Hey, another week, another update! Consistency!

I’m still trying to catch up on some of those blog post ideas I’ve mentioned several times now. I have a few more to go. I finished up a page in 10 Things and I was slowly trying to wrap my head around the next, very complex page when I got the go ahead to rework another project, which will tie me up for most of the week, I think. I’ve continued with the daily manga self-portraits. It’s getting tougher to come up with interesting expressions, but I’m still finding ways to have fun with it (there’s another collage post in the near future). Oh, did I mention that in addition to the Face Book page, I’ve also set myself up on deviantart.com? Well, technically my magical wife did it, and then told me to start using it. Details, details. Hopefully it will lead to some more exposure so that I can have an audience willing to cough up some dough when I have actual art stuff to peddle.

Anywayyyyy, on to the reason for this post: pet portraits. If you’ve ever had a pet, you know how special the bond is between human and animal. The species barrier doesn’t exist, they’re just part of the family. Another life-time ago, my wife and I used to breed and show pure-bred cats…I don’t know why. But, during that time, desperately looking for a way to make art and money, I tried taking a few commissions as a pet portrait painter (how alliterative). It was NOT what I wanted to be doing, I decided, but, I produced some art and a few people actually paid me for it.

Fast forward to the beginning of 2015, my sister’s beloved, older dog, Quegan, finally reached a point where everyone needed to say their goodbyes. It was a rough moment. I don’t remember how old he was exactly, but I think he was about 15. He had been with my sister through a lot of ups and downs and life changes. During his first few years, I took care of him a few times and had fun with him. What always amazed me and made him special to me was that even after my sister moved away for a number of years and I only saw her a few times each year (and him even less), he always perked up when he saw me. It seemed like he always remembered me and the running around we did. So, after he was gone, I decided the best thing I could do to fill the void was to digitally paint his portrait for my sister and her family. I had it printed to canvas and stretched so she could hang it if she chose.

Portrait of my sister's late dog of 15ish years.

Portrait of my sister’s late dog of 15ish years, Quegan.

Around that same time, my sister’s in-laws had to say goodbye to their own dog, as well. He had been with their family for a similarly long period of time, and just before xmas 2015, my sister asked me to paint a portrait of Max to give to them as a gift, and I happily did so.

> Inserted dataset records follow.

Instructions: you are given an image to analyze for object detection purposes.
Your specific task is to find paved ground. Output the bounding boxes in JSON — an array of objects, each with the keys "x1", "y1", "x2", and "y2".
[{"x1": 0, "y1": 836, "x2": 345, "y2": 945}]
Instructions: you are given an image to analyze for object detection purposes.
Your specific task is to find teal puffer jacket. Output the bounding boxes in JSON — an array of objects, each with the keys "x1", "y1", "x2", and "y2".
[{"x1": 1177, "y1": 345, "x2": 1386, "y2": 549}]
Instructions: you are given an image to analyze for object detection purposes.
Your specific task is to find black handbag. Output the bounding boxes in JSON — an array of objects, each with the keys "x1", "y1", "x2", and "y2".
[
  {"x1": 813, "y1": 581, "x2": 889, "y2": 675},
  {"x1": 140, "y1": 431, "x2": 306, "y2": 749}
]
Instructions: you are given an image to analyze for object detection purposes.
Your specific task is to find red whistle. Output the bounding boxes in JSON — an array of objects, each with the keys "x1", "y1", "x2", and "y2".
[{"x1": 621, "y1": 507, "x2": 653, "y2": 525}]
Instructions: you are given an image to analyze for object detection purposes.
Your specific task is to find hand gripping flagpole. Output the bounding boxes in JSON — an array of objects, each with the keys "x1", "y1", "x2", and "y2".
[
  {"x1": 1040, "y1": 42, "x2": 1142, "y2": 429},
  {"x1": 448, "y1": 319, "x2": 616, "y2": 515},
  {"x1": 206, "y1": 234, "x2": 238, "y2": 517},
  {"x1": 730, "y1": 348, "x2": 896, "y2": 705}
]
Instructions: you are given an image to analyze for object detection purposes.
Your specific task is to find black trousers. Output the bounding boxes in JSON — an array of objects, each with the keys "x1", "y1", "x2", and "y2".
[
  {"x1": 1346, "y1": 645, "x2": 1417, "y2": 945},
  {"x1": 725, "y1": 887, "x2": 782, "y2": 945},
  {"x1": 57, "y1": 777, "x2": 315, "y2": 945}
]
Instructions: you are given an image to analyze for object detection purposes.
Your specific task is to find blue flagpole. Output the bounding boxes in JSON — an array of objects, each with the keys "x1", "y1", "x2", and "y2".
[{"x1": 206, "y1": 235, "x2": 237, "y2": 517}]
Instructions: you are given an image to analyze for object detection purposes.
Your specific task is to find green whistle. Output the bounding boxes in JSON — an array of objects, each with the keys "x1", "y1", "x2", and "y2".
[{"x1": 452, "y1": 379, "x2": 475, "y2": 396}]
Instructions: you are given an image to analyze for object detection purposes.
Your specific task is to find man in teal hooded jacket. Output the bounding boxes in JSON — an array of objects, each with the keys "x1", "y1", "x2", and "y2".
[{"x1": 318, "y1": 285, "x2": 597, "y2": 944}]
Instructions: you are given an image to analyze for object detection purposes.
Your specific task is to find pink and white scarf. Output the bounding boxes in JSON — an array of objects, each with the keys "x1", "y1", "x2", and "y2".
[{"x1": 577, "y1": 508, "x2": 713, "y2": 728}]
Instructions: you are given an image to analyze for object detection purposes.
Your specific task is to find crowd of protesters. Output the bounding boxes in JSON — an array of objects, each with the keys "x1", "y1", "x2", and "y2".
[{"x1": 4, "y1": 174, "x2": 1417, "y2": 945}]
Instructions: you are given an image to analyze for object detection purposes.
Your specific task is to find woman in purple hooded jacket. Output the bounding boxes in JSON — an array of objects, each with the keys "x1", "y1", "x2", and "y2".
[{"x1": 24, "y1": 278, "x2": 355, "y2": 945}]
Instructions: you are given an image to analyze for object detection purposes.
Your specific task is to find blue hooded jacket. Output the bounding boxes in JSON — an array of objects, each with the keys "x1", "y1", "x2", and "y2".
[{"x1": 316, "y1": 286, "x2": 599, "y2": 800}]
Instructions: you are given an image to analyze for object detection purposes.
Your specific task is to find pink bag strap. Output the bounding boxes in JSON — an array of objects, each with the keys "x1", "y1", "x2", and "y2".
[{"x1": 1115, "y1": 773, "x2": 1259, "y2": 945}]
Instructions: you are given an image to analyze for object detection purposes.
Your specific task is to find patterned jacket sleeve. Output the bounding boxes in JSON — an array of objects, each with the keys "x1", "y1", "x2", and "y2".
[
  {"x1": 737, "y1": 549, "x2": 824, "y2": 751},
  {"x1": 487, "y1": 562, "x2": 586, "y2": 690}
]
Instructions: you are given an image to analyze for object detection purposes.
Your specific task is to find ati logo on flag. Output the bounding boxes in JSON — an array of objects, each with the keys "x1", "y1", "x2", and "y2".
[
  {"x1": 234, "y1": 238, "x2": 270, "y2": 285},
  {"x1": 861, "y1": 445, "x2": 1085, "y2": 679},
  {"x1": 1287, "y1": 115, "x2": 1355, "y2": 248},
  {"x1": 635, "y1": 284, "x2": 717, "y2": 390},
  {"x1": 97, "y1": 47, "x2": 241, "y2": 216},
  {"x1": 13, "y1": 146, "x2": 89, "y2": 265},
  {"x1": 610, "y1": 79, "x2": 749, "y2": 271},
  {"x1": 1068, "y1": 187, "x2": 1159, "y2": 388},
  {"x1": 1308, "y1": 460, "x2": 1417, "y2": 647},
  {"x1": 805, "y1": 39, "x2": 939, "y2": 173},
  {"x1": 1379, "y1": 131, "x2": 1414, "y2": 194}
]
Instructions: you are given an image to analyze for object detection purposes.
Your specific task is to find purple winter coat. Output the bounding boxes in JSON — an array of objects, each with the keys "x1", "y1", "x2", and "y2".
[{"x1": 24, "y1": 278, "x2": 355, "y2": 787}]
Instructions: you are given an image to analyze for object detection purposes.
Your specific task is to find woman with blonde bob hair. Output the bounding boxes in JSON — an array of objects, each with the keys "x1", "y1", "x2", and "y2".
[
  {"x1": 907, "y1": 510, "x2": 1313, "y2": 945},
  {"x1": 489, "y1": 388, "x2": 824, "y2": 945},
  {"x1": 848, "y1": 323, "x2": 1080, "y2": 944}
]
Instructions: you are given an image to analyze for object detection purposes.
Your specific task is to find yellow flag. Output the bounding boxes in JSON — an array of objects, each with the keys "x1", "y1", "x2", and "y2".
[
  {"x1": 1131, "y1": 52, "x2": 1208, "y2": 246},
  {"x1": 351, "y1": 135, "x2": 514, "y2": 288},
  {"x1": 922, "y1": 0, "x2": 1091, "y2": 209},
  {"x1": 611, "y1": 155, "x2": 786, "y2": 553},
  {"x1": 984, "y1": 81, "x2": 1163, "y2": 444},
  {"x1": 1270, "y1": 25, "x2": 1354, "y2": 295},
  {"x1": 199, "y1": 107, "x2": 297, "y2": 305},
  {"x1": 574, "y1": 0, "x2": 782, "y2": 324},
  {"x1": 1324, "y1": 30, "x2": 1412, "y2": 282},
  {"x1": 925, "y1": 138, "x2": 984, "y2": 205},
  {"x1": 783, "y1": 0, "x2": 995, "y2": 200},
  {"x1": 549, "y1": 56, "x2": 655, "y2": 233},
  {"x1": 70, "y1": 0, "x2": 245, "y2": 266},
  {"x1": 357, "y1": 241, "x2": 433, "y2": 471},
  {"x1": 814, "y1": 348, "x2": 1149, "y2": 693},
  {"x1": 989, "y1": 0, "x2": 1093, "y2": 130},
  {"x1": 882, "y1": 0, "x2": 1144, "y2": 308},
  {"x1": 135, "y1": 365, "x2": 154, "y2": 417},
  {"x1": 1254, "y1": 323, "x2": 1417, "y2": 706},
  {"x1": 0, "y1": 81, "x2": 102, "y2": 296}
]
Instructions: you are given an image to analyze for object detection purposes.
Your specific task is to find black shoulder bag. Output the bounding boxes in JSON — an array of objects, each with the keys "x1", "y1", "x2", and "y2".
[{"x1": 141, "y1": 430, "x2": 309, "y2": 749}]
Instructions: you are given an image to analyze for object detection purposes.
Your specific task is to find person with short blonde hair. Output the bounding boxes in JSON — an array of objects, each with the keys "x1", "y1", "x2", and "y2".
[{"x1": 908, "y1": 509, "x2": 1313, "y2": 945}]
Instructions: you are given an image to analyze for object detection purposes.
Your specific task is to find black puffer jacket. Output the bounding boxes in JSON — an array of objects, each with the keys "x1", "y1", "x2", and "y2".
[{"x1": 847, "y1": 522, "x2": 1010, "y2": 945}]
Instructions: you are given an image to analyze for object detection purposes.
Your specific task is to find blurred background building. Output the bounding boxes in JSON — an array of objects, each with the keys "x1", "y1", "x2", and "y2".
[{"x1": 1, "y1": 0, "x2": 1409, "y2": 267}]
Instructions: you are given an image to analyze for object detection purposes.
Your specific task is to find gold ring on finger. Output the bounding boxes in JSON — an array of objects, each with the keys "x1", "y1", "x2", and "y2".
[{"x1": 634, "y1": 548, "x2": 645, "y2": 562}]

Portrait of some friends' and family's late dog, Max.

Portrait of some friends’ and family’s late dog, Max, who loved his Booda hedgehog and playing in wrapping paper.

I’m relatively happy with the way both portraits turned out. I tried my best to capture their personalities. In both cases, they all have plenty of pictures of their late pets, however I’ve always thought a picture captures a moment in time, but a painting can capture a life. Hopefully I lived up to that.